Pursuing this line of thought has sent me hurtling into What are even musuems and what are even public spaces and all sorts of more general questions that I have extracted various answers for and which it turns out are kind of turmoil-y. It also has informed me that nobody kind of completely knows but holy shit do people without managerial authority have ideas about it. Reeling it over to the online experience of this offline debated environment just solves some problems (10,000 people look at something with the same closeness and all the time in the world to regard it) and adds others (roving packs of shitty consultant companies doing rough searches on a pocket list of “protected materials” and then sending out form letters towards anything that even roughly matches it, and calling it a ($800) day).

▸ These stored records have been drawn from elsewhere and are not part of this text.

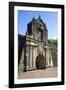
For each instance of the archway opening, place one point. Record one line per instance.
(40, 62)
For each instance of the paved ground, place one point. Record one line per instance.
(50, 72)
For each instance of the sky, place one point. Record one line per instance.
(49, 18)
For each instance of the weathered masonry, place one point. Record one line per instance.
(34, 50)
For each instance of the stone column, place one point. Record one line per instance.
(47, 57)
(34, 57)
(30, 57)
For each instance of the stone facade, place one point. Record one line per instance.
(35, 52)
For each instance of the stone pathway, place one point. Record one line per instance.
(50, 72)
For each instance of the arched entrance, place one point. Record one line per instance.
(40, 62)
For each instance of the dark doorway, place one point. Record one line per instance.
(40, 62)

Luckily, I happen to work for an institution that is big on experiments and giving me a laughably long leash, and so the experiment of instant online emulated computer experience lives in a real way and can allow millions of people (it’s been millions, believe it or not) to instantly experience those digital historical items every second of every day.

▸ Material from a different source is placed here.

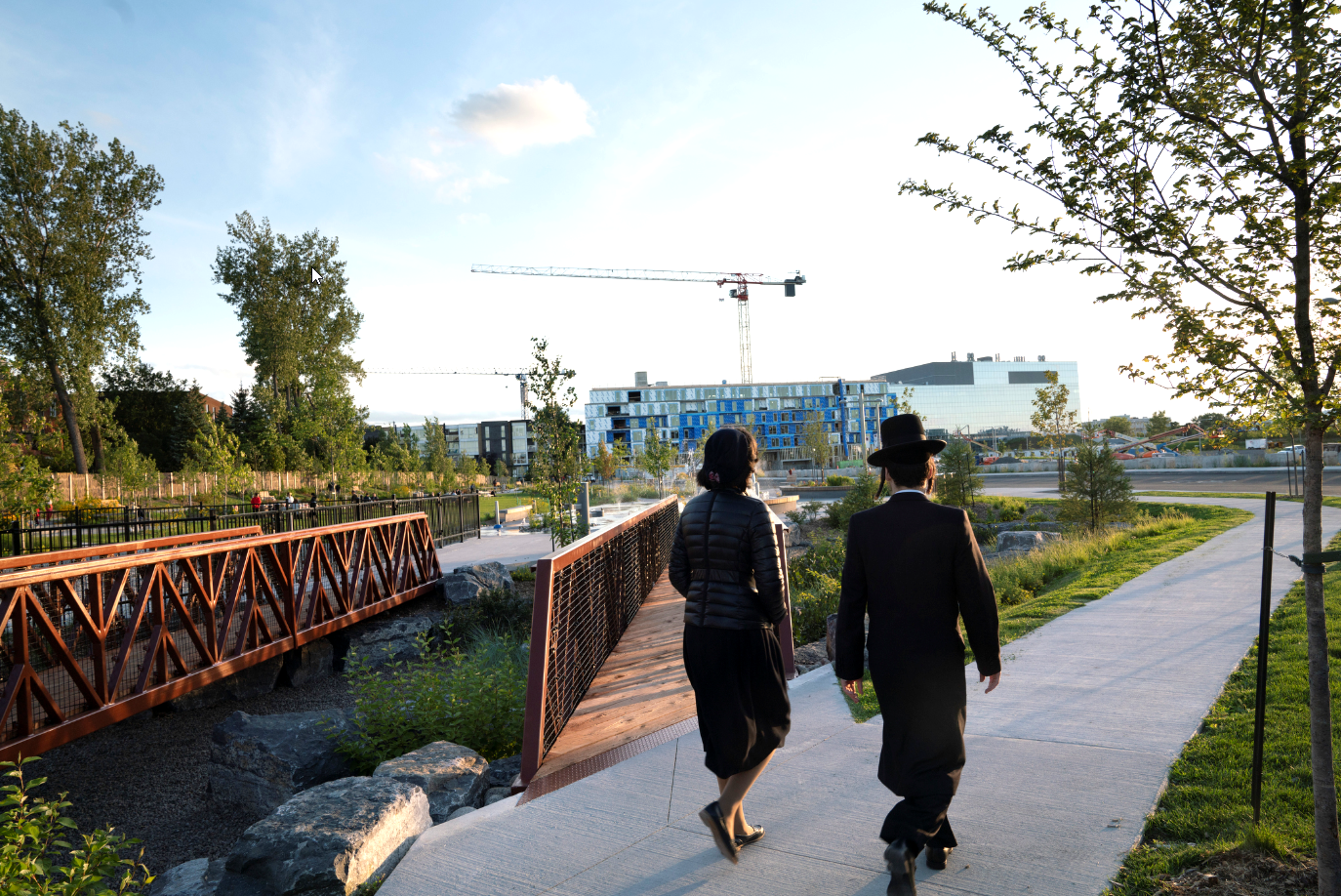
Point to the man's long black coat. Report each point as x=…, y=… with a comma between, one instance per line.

So even though I don’t have the answers, at all, I am happy that the unanswered portions of the Big Questions haven’t stopped people from deriving a little joy, a little wonder, a little connection to this realm of human creation.

That’s not bad.


Categorised as: computer history | Internet Archive


  1. Kirk Mitchell says:

    Bravo, Jason! You astonish and amaze! I want your job, but it sounds too exhausting for an old fart like me. 🙂 See you next year at KansasFest!

  2. Hey, Scott!

    I do have a box full of somewhat interesting-looking old floppies. I’d love to do something similar with them. Do you make these automation scripts publicly available online? Maybe on a git repository such as on GitHub?

    • Darkstar says:

      If there’s original disks in them (especially copy protected ones) I strongly suggest using a proper flux-based dump to make sure the copy protection stays intact. There are people out there who will help you do this (most of them even for free)
      For all other disks, the WinImage approach (heck, even the good old Linux ‘dd’ approach) is good enough. But make sure that the floppies are write-protected when you insert them, Windows has a bad habit of rewriting the boot sector and probably more even when you’re just trying to read from the disk

  3. MCbx says:

    It reminds me when I was recovering 5.25″ floppies salvaged from basement of some software company… All of them infected by fungus. Generally by using large amounts of alcohol-based solution it was possible to make the disk readable once (raw-imaging and then relocation on image) and drive’s head still usable, but I had to keep all windows in my house open for 3 days to get rid of smell.
    If there are bad sectors in disk on a file, and it cannot be retried, there is a last possibility: A relocation, like NDD did.
    The image files are very handy, especially that they allow other types of analysis, not only related to files. There is only one problem – no user-friendly (modern user who doesn’t want to use a tty) tool to open them in Linux. OK, it’s possible to mount them… and destroy metadata by side effects of file manager (e.g. files with thumbnails, view types, last modified etc.). So I got a bit mad about it and I’m developing a GPL software with MTools in the back, only to work with disk images different ways and with a clear information what user wants to do with the image (and when it is modified, it is by user’s initiative, not the OS).